Уже по выходе из съестного ряда (его на базаре все называли «обжорным») скоморохи услышали крики сундучника и долговязого парня: каждый старался перекричать другого, и орали они так, что у гончаров в горшках гудело.
Один из стражников побежал назад, порядок наводить.
К скоморохам подошёл гусляр, снял шляпу и ударил по струнам гуслей:
— Ты, чучело, чего сызнова тут? — удивился стражник. — Али потерял что?
— Он из наших, из скоморохов, — с поклоном проговорил Кострюк. — Родственник… Нам бы только два слова молвить.
— Два слова можно… Только поспешайте, голодранцы!
Стражник отошёл шага на два, вытянув шею, начал прислушиваться к доносящимся крикам сундучника.
— Говори, отец, — сказал Кострюк, — я по лицу твоему приметил — есть тебе о чём нам сказать… Худое ли, доброе — говори.
— Глухие так громко орут, — улыбнулся Петруха, — что стражник нашего разговора не услышит.

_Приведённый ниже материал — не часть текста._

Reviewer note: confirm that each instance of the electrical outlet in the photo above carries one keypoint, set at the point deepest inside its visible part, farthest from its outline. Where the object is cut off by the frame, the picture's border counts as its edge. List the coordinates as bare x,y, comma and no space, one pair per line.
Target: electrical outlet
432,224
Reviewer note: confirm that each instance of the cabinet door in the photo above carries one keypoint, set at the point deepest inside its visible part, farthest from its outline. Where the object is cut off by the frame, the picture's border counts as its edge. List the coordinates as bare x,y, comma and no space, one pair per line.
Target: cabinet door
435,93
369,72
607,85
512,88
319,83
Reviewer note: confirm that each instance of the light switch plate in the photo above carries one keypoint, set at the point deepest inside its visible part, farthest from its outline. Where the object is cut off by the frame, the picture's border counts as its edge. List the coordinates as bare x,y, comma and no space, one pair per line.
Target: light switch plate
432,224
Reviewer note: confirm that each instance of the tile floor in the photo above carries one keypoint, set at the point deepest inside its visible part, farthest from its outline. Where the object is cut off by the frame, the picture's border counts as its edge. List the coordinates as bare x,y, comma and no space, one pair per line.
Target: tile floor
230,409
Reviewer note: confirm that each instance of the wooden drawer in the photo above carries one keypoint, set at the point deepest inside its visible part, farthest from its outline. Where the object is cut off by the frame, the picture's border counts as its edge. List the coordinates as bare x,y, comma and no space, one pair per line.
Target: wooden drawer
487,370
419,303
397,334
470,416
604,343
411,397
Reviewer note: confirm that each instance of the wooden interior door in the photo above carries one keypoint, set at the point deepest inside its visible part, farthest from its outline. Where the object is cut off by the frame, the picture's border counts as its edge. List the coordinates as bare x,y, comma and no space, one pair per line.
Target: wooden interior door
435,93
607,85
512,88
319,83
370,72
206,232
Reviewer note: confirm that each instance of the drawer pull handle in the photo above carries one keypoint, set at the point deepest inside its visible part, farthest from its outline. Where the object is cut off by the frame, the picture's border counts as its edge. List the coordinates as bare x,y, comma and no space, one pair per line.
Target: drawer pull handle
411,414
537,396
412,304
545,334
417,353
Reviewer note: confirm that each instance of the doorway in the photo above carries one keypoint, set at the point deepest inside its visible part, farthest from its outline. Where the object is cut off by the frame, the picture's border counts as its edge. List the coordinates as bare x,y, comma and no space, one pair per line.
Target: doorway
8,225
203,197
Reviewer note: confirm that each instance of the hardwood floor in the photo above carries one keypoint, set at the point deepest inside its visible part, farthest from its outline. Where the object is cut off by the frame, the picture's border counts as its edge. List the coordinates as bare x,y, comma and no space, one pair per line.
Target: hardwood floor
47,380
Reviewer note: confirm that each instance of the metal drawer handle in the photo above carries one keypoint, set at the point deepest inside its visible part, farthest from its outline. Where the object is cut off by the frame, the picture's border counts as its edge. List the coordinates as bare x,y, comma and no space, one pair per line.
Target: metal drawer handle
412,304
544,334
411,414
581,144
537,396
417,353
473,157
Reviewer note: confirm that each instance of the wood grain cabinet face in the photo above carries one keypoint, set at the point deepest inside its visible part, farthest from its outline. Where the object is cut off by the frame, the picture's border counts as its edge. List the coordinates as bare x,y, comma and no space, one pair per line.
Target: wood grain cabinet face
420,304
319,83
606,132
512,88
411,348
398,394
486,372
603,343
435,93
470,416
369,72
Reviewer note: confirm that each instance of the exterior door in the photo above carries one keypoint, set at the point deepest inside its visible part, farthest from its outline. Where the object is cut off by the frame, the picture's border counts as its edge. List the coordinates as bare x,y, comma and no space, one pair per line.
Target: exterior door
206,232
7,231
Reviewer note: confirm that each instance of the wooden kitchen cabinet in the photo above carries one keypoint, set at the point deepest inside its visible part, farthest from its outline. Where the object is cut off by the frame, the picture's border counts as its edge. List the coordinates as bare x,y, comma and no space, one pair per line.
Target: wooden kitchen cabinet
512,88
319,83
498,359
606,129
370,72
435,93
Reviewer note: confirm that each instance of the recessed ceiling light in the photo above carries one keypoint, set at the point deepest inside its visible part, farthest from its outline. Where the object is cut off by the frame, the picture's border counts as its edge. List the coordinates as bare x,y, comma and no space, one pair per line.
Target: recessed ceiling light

— Худые вести, — грустно молвил гусляр. — Свиделся я недели две назад с ватагой Потихони по дороге лесной. В лесу видел я и Потихоню, и Рыжего, и Грека, и Фомку с Фролкой… когда в землю их мёртвыми зарывали… Полонский воевода со своими стрельцами засаду им устроил. Один только Петрушка, Потихони сын названый, утёк, видно. Не было его в той могиле… Да ещё медведь исчез…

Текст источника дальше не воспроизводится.